I beg to ask the President of the Local Government Board whether the Board in sanctioning any scheme for the treatment of sewage by Local Authorities invariably stipulates (and is required by Act of Parliament to do so) that the effluent must be passed over a certain acreage of laud before entering streams of rivers, whatever the degree of purification the effluent may have undergone by chemical or mechanical means; whether the acquisition of such land is, in many cases, very difficult and costly to the ratepayers; whether some sewage schemes most urgently needed have been delayed in consequence of the stipulation of the Hoard that land shall be acquired, regardless of the undertaking on the part of the Local Authorities to purify efficiently without land; and whether he will cause tin inquiry to be instituted by a Departmental Committee or otherwise into the recent improvements (since the Rivers Pollution Act was passed) in the chemical and mechanical treatment of sewage where applied and maintained in an efficient manner, with a view to relaxing the present uniform rule as to the acquisition of land in cases where the Local Authorities will undertake to apply such efficient treatment to the satisfaction of the Board, and subject to penalties which may be imposed by the Local Government Board (if necessary under the authority of Parliament) to prevent any imperfect application of the treatment so sanctioned?

* MR. H. H. FOWLER

It is the invariable practice of the Local Government Board to decline to sanction a loan for any scheme of sewerage or sewage disposal unless it provides that the sewage shall be purified by being passed through land before being discharged into a river or stream to which the Rivers Pollution Prevention Act, 1876, applies. They consider that the requirements of that Act would be contravened unless the sewage is so purified. The Board are fully aware that by means of chemical and mechanical treatment very much may now be done to aid in the purification of the sewage, and they, therefore, approve of a very much less area of land being provided when the authority propose to adopt such treatment; but they are not of opinion that these means alone, without the passing of the sewage through land, are sufficient. The acquisition of land for the purpose referred to is, no doubt, in some cases attended with difficulty, and it must increase the cost of the scheme. It is also the case that delay has in some cases been occasioned where sanctions to loans have been withheld pending arrangements being made for the acquisition of land. I have considered the question as to instituting an inquiry, but, apart from the difficulty of securing the services on such a Committee of men of the necessary scientific and practical knowledge who could give the requisite time for such an inquiry at places at a distance from London, I am not prepared at present to say that such an inquiry is necessary. The Inspectors of the Local Government Board, in connection with inquiries which they have to hold with regard to sewerage schemes, are carefully watching the processes which are proposed in aid of land.

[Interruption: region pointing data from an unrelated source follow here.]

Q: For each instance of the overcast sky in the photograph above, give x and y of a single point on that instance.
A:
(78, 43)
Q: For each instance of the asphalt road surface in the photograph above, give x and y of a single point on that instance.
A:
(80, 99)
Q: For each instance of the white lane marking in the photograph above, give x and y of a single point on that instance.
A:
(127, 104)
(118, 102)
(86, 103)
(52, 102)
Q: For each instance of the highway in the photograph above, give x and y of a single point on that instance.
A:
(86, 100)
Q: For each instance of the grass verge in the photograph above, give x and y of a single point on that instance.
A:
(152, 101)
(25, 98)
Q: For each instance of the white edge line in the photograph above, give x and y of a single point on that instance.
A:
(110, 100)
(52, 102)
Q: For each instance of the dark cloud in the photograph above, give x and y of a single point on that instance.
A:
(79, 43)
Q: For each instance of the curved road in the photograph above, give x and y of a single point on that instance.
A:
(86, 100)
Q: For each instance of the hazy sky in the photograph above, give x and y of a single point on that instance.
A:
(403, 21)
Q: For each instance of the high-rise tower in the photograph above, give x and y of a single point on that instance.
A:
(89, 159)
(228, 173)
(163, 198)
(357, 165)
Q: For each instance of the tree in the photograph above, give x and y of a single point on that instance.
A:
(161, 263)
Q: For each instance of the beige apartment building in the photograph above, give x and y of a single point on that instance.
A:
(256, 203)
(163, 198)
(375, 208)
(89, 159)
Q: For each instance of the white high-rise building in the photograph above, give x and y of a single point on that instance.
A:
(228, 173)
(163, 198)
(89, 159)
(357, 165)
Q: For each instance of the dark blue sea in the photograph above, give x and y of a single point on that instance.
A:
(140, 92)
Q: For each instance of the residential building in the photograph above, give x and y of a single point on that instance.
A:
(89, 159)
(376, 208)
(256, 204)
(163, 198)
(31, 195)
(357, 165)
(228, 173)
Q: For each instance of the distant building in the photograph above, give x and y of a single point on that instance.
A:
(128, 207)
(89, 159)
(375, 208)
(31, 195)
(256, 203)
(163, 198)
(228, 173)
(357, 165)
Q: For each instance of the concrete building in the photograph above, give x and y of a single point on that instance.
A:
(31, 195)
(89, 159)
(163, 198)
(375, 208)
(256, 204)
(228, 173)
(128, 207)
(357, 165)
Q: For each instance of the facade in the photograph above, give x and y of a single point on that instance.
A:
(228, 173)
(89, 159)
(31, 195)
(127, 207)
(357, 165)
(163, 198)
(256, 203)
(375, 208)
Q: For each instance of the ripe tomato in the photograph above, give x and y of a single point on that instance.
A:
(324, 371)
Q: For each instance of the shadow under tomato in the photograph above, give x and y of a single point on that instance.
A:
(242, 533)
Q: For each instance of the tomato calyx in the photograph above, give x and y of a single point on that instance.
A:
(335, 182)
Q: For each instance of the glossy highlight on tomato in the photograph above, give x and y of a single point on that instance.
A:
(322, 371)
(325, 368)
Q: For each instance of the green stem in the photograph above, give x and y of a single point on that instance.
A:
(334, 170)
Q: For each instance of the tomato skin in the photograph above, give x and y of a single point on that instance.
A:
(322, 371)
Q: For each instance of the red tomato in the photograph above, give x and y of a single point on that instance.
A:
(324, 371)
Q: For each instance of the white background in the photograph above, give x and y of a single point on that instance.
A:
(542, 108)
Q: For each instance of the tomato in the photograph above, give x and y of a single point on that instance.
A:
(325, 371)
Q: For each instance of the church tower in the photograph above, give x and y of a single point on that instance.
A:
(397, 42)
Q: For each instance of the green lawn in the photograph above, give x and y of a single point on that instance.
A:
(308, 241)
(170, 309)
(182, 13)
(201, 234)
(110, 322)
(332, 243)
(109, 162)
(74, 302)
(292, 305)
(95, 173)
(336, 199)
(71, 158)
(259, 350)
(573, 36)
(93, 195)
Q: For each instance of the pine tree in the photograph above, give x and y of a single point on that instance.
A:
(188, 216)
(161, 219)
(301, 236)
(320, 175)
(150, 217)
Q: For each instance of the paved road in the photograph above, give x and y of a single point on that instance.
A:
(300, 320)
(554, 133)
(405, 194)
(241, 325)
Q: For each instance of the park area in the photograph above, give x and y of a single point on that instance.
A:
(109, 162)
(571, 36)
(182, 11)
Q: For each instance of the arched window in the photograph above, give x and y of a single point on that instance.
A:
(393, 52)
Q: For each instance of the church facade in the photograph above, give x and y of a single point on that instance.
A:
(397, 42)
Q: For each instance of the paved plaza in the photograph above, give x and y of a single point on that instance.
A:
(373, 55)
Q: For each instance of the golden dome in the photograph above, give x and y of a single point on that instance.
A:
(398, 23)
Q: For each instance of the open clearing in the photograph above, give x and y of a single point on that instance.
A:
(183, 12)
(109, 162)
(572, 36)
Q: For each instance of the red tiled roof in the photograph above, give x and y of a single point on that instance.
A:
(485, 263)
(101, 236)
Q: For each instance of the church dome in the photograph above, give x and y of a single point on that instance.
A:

* MR. CHANNING (Northampton, E.)

Arising out of the question, may I ask whether the Reports of the Inspectors on the local inquiries could not be laid as a whole on the Table, so that we may know the result of their observation?

* MR. H. H. FOWLER

We cannot depart from the rule as to confidential Reports.

MR. MATHER

Can I ask the right hon. Gentleman whether, in the case of a Local Authority having proved to demonstration that the chemical process can purify sewage equally well to that which is done by the chemical process plus the land treatment, the Department will not relax their stringent rules, and allow that Local Authority to employ the chemical treatment without land?

* MR. H. H. FOWLER

When it has been proved to demonstration then that case will arise for consideration.